The PMGSY was meant as a onetime special intervention to provide rural connectivity with “single allweather roads to eligible unconnected habitations of designated population as per Census 2001”.
Subsequently, PMGSY-II was launched in 2013 for upgradation of selected Through Routes and Major Rural Links (MRLs) with a target to upgrade 50,000 km in various states and Union Territories.
Through Routes, passing through a rural area, connect different regions or areas with roads, highways, railways, or digital communication infrastructure, like fibre optic cables.
A separate vertical
In 2016, Road Connectivity Project for Left Wing Extremism Affected Areas (RCPLWEA) was launched for the construction and upgradation of strategically important roads. It was a separate vertical under PMGSY to improve road connectivity in 44 worst affected LWE districts and some adjoining districts in nine states.
This was followed by the introduction of PMGSY-III in 2019, for the consolidation of 1,25,000 km Through Routes and Major Rural Links connecting regions to Gramin Agricultural Markets (GrAMs), higher secondary schools, hospitals, among others.
Over time, improvement in road connectivity has made it easier for Government services like healthcare and education to reach rural communities; positively impacting the overall quality of life.
New growth avenues
The PMGSY has opened new avenues for economic growth. Small businesses have sprung up along these roads, creating job opportunities and contributing to the local economy. Farmers are now able to transport their produce to markets more efficiently, reducing wastage and thereby increasing their income.

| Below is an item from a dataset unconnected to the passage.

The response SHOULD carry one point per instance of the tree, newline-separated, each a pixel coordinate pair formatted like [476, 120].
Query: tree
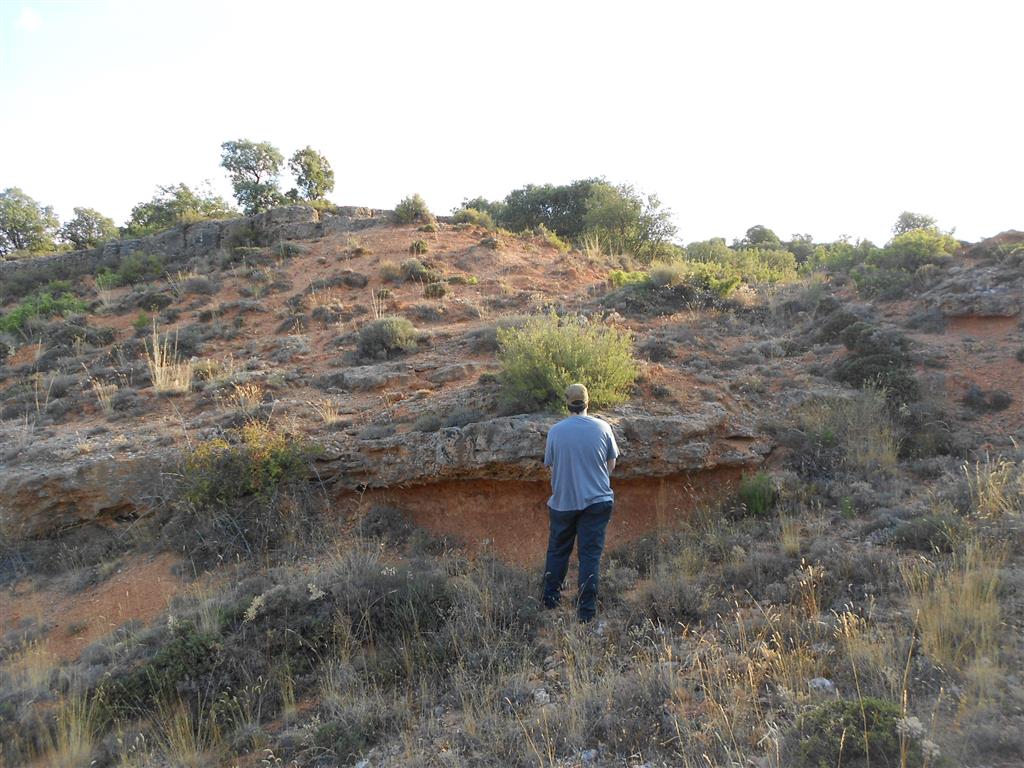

However, like any large-scale programme, it encountered its share of challenges. Geographical hurdles – including rough terrain and adverse weather conditions – have sometimes posed difficulties in road construction.
One of the key strengths of PMGSY lies in its community-driven approach. The programme engages local communities in the planning and execution of road construction projects. This not only ensures that the roads are designed to meet the specific needs of the area but also fosters a sense of ownership and responsibility among the villagers.
Such involvement encourages the sustainable maintenance of these roads, ensuring their longevity and continued benefits. Over the years, PMGSY has achieved significant milestones, as shown in the report alongside.
These numbers highlight the sheer magnitude of the initiative and its impact on rural India. With improved road connectivity, previously isolated villages have been integrated into the broader socio-economic fabric of the country.
Now, the maintenance of these roads is an ongoing concern, requiring sustained efforts and resources. As technology and infrastructure continue to evolve, adapting PMGSY to incorporate newer developments will be crucial to its long-term success.
As India moves forward, the focus on rural development remains central to achieving inclusive growth. PMGSY has indeed added to the standards and the improvement of the lives of the country’s rural citizens.
PMGSY can be seen as a gamechanger in rural development. Beyond mere road construction, it also signifies a bridge to opportunity, progress, and empowerment.
Currently, the fund-sharing pattern of PMGSY is 60:40 between the Centre and states for all states except for the eight in the North East, Himachal Pradesh, and Uttarakhand. For these states, and the Union Territory of Jammu and Kashmir, the fund sharing pattern is 90:10.
The funds for other Union Territories implementing PMGSY are fully provided by the Central Government.